While larger companies may be leaning on their agencies, medium and small ones are bringing on teamlance teams and individual freelancers to help fast-track everything. It makes more sense for companies to hire freelancers and consultants than full-timers because if production or supply chain issues come up, freelancers can simply be put on pause while the company shifts focus on fixing the pandemic-driven logistical mess of the moment.
4. Ed tech
With the rapid shift to online education came a backlash boom in alternative education options — and all of it leans on education technology to some degree. Home-schoolers and tutoring companies had used online learning tech tools for years, with higher education also making a gradual shift. COVID-19 forced a rapidly accelerated, stressed-out adoption of remote learning, and even in neighborhoods where people have the means and the space to try out “pandemic pods” or outdoor classrooms or makeshift mini-schools in hotels, everyone’s still turning to technology to create curriculum and coursework.
Content creators with expertise in web copy optimization, UX design, consumer communication and the other components of user experience are extremely in demand right now because there are millions of new users all pouring in at the same time and they’re all impatient to understand the tools so their kids can start using them.

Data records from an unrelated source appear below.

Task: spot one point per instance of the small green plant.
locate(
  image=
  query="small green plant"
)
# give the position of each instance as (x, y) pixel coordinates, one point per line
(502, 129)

Then there are all the people needed to actually create or expand curriculum and coursework. This is possibly the biggest area of opportunity, not just for career writers, but for former tutors and teachers. Beyond that, there are the specialists, i.e. people who have traditionally done in-person small-group or 1-on-1 education:
- Test prep
- Special needs (i.e. speech therapy)
- Tutoring
- After-school enrichment programs
People with experience in the above can work with tech companies to bring these programs to the virtual world.

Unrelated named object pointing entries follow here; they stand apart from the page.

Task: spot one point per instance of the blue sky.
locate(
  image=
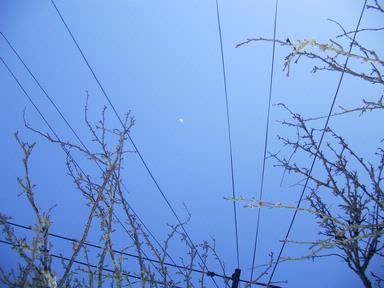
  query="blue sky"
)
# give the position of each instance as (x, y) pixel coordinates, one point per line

Education right now is a volatile and high-stakes space, and while some people think the switch to online learning can’t last, others think it should… and that in fact, it must. Not only for safety reasons, but to even out the financial playing field for higher learning, and to allow students greater access to education.
At the moment, it’s limited by who has the tablets, multiple desktop computers and other tech tools – and that’s not fair to students from low-income families. But if tech can get in every student’s hands, it opens up a vast world of education opportunity that used to be limited by geographic/driving constraints.
The takeaway
It can be brutal when a client goes under — not even to speak of when it’s an entire industry, as we’ve seen so many times since the pandemic started. For people who have worked in food service, travel, fashion or corporate events their entire careers, this is a gut-wrenching, traumatic time. I don’t want to minimize that. It’s terrible, and if you’ve been affected, you’ll feel the loss and grieve it for a long time.
But other industries are rising, and thriving, and for survival purposes, people from the ruined industries need to figure out how to pivot. Don’t wait for things to go back as they were… look for something that’s on the way up, and that engages your creative mojo, and dive into it so you can thrive once again.